Harry stared down at his empty hand, closed it. “A half dozen Cold War-era intelligence operatives have disappeared. We’ve got evidence that specialized intel connected to them is being sold internationally, to the highest bidder. Most of it has to do with uranium stockpiles, leftover pieces of weapons from Soviet Russia. Tehran has been all over it.”
“That sounds like a military issue. Or an NSA problem.” Tara crossed her arms over her chest.
“You would think. But the disappearances are … unusual. These men and women have been vanishing without a trace. No bodies, no evidence of struggles.”
Tara shrugged. “Maybe they defected. Maybe they’re having a beach party in Tehran.”
“Homeland Security hasn’t caught any of them trying to move outside the country. Some of them have literally walked off surveillance footage and were never seen again. It’s like the fucking Rapture—they leave their clothes, jewelry, even cell phones behind, and vanish.” He smirked, mouth turning up flirtatiously. “Of course, there’s also the fact that there are no beaches in Tehran.”

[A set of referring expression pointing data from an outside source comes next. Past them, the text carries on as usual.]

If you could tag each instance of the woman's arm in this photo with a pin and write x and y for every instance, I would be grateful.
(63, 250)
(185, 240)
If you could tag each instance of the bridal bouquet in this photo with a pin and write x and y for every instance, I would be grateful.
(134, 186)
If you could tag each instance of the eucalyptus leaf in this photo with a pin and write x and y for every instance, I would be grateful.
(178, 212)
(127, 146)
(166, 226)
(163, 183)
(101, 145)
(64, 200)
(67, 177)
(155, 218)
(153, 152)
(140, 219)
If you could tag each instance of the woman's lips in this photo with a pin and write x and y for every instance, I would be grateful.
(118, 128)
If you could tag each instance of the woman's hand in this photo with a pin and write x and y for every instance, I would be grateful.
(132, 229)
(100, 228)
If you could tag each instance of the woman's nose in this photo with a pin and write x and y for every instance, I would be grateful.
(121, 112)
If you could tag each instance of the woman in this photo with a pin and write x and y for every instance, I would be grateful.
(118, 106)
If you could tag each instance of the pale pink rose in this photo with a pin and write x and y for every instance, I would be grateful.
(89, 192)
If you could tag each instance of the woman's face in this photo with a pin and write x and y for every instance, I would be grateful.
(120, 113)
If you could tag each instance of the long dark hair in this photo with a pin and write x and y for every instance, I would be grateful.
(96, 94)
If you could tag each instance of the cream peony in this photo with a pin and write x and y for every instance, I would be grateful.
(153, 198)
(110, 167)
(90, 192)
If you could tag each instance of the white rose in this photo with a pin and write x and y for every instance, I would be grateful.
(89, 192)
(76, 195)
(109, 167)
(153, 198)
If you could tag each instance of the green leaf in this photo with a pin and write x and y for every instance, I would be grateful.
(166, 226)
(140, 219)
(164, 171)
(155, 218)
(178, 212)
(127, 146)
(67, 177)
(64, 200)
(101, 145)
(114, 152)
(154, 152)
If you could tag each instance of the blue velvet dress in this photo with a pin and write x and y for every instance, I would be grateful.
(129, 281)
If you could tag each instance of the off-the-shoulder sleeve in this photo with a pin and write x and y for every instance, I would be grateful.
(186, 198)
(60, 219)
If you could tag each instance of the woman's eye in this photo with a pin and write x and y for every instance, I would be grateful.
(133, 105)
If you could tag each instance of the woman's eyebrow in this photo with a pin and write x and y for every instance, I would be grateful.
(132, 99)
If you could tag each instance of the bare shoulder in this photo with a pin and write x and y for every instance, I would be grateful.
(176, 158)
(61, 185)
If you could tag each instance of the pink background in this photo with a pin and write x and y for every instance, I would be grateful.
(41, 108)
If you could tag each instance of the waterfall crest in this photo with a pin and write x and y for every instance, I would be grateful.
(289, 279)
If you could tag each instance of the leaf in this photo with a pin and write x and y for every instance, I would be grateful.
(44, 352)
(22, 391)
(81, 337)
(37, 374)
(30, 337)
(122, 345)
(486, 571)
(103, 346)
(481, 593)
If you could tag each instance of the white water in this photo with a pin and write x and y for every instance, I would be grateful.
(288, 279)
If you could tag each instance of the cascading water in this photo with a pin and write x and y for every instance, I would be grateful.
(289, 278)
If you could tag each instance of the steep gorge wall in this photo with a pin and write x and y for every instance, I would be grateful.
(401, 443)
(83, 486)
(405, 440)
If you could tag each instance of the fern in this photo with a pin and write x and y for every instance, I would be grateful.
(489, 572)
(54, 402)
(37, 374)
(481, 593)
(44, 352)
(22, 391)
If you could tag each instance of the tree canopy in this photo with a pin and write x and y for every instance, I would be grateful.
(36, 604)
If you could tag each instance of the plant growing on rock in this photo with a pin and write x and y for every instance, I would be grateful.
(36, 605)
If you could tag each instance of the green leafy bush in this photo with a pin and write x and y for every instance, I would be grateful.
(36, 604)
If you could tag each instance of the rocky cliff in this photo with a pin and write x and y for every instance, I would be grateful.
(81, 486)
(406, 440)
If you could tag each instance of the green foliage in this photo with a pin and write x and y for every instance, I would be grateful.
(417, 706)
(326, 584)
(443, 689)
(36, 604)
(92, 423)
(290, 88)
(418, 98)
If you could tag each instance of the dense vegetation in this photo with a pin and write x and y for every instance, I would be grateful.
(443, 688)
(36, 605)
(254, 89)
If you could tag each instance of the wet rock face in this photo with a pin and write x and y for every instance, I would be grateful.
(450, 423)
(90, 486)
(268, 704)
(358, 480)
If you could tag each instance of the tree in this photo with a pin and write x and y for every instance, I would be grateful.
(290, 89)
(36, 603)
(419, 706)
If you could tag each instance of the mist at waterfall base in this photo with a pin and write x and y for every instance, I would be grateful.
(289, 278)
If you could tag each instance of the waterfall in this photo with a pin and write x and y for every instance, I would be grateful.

Tara lifted an eyebrow, intrigued at both the case and the flirtation. “What’s their connection to each other?”
“All of them were associated with something called Project Rogue Angel in the 1990s. It involved cataloguing and tracking the disposal of nukes in the former USSR.”
“That sounds like a thankless job.”
“Wasn’t as successful as one might hope.” Harry rubbed the bridge of his nose. “I think somebody got to these people. I can’t prove it. But I need help in figuring out who’s behind the disappearances. You’re the best damn profiler Special Projects has ever seen, and we need you.”
Tara considered him. Harry wasn’t the type of man who would readily ask for help, and he’d done so in a clumsy way. She was reluctant to become involved with Special Projects again, to be their tool. But she owed him.
He looked at her, eyes red with too little sleep. “I need you.”
She reached forward and took his hand. She couldn’t say no to him.